On Monday morning, I settled in for another surveillance of Samuel Avery. When the black sedan pulled out of the driveway, I sighed and steeled myself for another exciting Piggly Wiggly run. This time, though, the sedan rolled onto I-40, edged into the downtown traffic, and made its way to West End, where a series of convoluted twists and turns led him to a dirty white clapboard building with a sign in the window that said, “Massage.”
Ministering to the whores of Babylon?
I snapped a couple of photos as he went in and a few more when he came out an hour later, dabbing at his bald pate with a handkerchief. There was a spring in his step that hadn’t been there when he went in, and while a good massage could do that, I suspected he’d had something a bit more intimate.
I stuck with him until he pulled into the driveway of the parsonage. Then I drove on past, stopped at an ATM to make a withdrawal, and headed back to the massage parlor.
A bell tinkled as I pushed the door open, and a pale woman with tortured white-blond hair looked up from the scarred desk where she was polishing her nails.
“Help you?” she asked.
“What are your prices?”
“Thirty dollars for an hour. Swedish or Oriental.”
I cocked my head and grinned. “What if I had something else in mind?”

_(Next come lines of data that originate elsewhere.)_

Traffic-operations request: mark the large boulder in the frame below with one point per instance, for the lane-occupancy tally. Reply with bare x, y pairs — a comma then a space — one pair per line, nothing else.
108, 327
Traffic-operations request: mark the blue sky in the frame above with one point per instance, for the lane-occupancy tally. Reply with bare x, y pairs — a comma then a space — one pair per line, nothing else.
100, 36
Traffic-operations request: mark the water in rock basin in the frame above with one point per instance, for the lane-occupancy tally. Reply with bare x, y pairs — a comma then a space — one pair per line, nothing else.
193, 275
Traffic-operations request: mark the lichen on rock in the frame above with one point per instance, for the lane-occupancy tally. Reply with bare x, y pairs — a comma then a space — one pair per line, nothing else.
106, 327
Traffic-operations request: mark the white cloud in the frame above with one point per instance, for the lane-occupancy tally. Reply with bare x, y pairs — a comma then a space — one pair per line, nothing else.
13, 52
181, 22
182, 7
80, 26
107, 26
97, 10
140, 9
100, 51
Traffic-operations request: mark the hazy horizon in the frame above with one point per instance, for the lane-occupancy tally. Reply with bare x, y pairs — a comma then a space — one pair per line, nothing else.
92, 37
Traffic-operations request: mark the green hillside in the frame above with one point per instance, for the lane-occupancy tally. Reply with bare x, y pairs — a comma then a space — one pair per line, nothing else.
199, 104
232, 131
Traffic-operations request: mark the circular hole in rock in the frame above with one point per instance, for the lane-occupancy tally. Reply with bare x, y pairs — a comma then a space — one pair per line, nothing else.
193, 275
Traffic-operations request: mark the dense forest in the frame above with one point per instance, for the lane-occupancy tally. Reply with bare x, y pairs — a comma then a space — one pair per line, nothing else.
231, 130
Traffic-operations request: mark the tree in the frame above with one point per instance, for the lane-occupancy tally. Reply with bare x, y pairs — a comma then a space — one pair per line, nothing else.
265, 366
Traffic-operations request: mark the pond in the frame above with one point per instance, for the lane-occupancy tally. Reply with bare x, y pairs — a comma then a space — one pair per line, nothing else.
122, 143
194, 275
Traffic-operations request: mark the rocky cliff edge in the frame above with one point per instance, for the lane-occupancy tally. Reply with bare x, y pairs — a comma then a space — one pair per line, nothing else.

She pursed her lips. They were fire-engine red. “We’re not that kind of business.”
“Friend of mine says you are.” I gave her a conspiratorial wink. “Heavyset guy. Mostly bald. Mid fifties, early sixties. He was in here just a little while ago.”
“You a cop?” she asked. The standard ritual.
“Nope.”
“‘Cause you look like a cop.”
I laughed. “What does a cop look like?”
She made a wry face and fanned her wet nails. “It’s the way you walk. You walk like Marshall Fucking Dillon.”
“I’ll give you fifty for a blow job,” I said, and she visibly relaxed. A police officer wouldn’t have made an offer. “Or whatever my friend had.”
Now she was all smiles. “Sammy? He likes Leona. Hundred-and-fifty for a full massage and a blow job or hand job. Fifty more if you want to get laid.”
I whistled. “I didn’t know Sam was such a big spender.”
“Yeah, well, you can never tell.” She held up her hands to admire her nails. “So, you want to book Leona or not?”
I pretended to think it over. “Why not? You only live once.”
The massage room was cramped and dingy, with the dank smell of sex and mildew.